The use of CIDT instead of culture-based diagnosis could endanger the PulseNet system for the following reasons:

  • A shift toward CIDTs means that many clinical laboratories will stop isolating or collecting bacterial isolates from patients with foodborne illness. 
  • PulseNet’s most important information comes from the bacteria that are found in samples from sick people and are then sent to public health laboratories for DNA fingerprinting and other testing. 
  • PulseNet needs these bacterial isolates to get a DNA fingerprint. Without a DNA fingerprint of the bacteria, CDC and public health labs will not be able to find, monitor, and prevent foodborne disease outbreaks, track antibiotic resistance, or follow trends to know if prevention policies are working.

One approach to maintaining isolates for PulseNet is for public health laboratories to assume the burden of culturing, or obtaining bacterial isolates, from CIDT-positive patient samples. While this may be necessary in the short run, this process is slow, expensive, and not likely to be sustainable.

What is being done about the CIDT challenge?

CDC is working closely with the Association of Public Health Laboratories (APHL), public health officials, regulatory agencies, diagnostic laboratories, CIDT kit manufacturers, and clinicians to ensure that when a CIDT result is positive, samples are collected and isolates are recovered locally or provided to state public health laboratories. Researchers are identifying the best methods to store and culture samples to recover bacterial isolates from patient samples.

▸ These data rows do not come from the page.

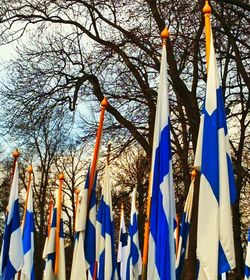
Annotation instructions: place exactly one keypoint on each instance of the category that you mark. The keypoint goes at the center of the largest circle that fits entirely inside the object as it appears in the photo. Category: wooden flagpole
(104, 105)
(207, 13)
(30, 171)
(76, 208)
(50, 214)
(58, 221)
(164, 36)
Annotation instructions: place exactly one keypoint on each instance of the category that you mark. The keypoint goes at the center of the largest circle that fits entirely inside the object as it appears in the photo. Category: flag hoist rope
(58, 221)
(164, 36)
(30, 171)
(207, 13)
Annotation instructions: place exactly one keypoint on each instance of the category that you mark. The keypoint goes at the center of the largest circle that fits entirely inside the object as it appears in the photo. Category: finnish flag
(134, 262)
(247, 266)
(27, 272)
(161, 257)
(105, 250)
(184, 232)
(122, 248)
(217, 188)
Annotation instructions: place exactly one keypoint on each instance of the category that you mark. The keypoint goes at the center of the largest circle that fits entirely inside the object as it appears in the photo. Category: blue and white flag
(184, 231)
(247, 262)
(11, 260)
(217, 188)
(49, 253)
(122, 248)
(90, 240)
(161, 258)
(79, 265)
(105, 250)
(134, 262)
(27, 272)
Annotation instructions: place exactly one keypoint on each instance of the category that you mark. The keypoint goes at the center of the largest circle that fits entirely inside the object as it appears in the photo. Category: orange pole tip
(16, 153)
(104, 103)
(165, 33)
(207, 8)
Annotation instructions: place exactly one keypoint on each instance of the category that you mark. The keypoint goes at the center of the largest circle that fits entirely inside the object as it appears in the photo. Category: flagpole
(76, 208)
(108, 161)
(58, 221)
(164, 36)
(50, 214)
(30, 171)
(207, 13)
(177, 232)
(15, 154)
(104, 105)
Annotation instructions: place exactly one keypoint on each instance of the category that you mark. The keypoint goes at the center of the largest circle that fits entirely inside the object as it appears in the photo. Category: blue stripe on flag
(8, 271)
(185, 227)
(90, 233)
(159, 226)
(210, 153)
(28, 229)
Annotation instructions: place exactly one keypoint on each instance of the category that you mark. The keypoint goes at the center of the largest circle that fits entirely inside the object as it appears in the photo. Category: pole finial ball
(16, 153)
(104, 102)
(194, 173)
(165, 33)
(61, 176)
(207, 8)
(30, 169)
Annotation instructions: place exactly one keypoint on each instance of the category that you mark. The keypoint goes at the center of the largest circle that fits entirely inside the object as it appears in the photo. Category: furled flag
(217, 188)
(105, 251)
(11, 260)
(161, 258)
(79, 261)
(247, 267)
(134, 263)
(49, 254)
(122, 248)
(90, 240)
(27, 272)
(184, 232)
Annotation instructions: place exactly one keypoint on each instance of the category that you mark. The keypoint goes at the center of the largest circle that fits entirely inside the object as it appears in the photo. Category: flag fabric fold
(217, 188)
(122, 248)
(247, 262)
(161, 258)
(27, 272)
(184, 231)
(12, 256)
(79, 265)
(105, 251)
(134, 262)
(49, 253)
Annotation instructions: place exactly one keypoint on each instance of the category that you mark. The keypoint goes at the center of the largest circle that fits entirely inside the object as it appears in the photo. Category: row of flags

PulseNet is also exploring a variety of new testing methods that work directly on patient samples without the need for a bacterial isolate. These methods include metagenomics approaches and other strategies using next generation sequencing technology (NGS). Metagenomics is a way to determine the genetic code in some or all of the microorganisms in a patient sample. 

Next generation sequencing (NGS) is a fast, relatively cheap way to perform whole genome sequencing (a laboratory procedure that determines the genetic material, or the genome, of an organism in one process).

These innovations are in the early stages of development. Researchers hope that the use of these methods will eliminate the need for collecting bacterial isolates for PulseNet and thus solve the CIDT problem and speed up the process of detecting and solving outbreaks.